Neuroscience suggests love at first sight may evolve from lust, says expert
A lot of similar areas lit up for people who had fallen in love compared to people who had fallen in lust, so for her it came down to whether they craved some sort of reward right now, of if they thought more long term and abstractly about it. People in love showed increased activity in areas associated with reward like the ventral striatum, and parts of the brain associated with emotion like the amygdala, hypothalamus, and the inferior parietal lobule. Ortigue interprets that to mean that love is something that can grow out of lust, as your brain adds complexity to a foundation that was built around achieving simple pleasant physical satisfaction. So if you experienced lust at first sight but now want to gush to your friends about how you knew it was true love, you were close enough already that I say go ahead and modify history a little bit. Actually according to Dr.

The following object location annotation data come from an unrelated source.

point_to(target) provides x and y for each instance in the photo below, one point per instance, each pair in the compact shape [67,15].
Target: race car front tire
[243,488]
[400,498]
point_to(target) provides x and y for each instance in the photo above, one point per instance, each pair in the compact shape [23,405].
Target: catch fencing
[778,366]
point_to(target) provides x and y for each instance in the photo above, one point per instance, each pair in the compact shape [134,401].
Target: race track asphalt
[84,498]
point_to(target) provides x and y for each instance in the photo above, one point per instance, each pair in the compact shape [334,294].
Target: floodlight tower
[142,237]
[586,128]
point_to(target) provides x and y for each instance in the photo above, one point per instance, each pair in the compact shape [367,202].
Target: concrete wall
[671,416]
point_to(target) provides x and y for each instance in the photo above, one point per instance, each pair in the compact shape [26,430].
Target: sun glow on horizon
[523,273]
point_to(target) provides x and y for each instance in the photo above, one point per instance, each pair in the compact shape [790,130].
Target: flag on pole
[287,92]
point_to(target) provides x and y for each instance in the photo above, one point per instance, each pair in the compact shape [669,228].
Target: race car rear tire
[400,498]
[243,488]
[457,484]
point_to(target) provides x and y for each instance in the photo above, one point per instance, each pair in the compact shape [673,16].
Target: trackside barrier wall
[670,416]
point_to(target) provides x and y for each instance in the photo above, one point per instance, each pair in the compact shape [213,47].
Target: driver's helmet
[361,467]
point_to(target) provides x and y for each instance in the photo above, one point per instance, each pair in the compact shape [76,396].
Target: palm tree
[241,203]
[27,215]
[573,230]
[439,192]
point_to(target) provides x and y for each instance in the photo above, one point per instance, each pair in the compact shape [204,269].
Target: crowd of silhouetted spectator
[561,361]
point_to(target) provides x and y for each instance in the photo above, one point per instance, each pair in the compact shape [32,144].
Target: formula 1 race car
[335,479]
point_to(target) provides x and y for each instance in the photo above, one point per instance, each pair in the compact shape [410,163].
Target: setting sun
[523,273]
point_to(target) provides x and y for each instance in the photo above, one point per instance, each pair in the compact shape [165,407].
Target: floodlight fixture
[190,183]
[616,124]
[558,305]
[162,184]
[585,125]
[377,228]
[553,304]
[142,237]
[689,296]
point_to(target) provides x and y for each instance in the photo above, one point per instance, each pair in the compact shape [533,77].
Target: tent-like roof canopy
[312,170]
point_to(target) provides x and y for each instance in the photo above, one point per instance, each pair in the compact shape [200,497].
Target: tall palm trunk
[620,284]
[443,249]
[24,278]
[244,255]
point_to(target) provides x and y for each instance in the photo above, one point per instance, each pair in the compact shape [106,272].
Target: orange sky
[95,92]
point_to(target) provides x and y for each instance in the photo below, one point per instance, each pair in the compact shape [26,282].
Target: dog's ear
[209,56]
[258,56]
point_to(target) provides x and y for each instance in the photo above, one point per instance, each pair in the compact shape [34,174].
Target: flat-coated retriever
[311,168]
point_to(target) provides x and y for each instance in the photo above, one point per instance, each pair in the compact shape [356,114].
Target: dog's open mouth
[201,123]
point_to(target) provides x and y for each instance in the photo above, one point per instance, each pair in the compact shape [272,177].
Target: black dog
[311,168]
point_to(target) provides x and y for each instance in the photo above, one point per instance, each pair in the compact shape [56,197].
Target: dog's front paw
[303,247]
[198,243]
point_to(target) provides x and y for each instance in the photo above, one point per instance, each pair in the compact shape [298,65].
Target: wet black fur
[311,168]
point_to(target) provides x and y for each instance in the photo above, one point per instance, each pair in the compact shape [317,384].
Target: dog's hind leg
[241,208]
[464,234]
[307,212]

Kay Jewelers Sponsors Discovery Digital's love at first sight Discussion
Donna Jo Bridge of Northwestern University, because we have a tendency of inserting new information into our memories, you’re probably doing that already. Love may or may not begin with a glance, but it is undeniable that every kiss begins with Kay. Look at the spelling, it’s right there. Kay Jewelers is one of our sponsors at Discovery Digital, they help keep the lights on and the episodes coming, so if you want to thank them and score bonus points with that special someone, go ahead and check out Kay’s line of jewelry. The brain is an amazing organ. It starts firing in regular wave patterns 25 weeks after you’re conceived and keeps working right up until the moment you fall in love. Alright it doesn’t stop but it starts changing in some interesting ways. Check out Trace’s piece on that right here, you’re going to love it. So, love at first sight. Do you believe in it? Have you experienced it?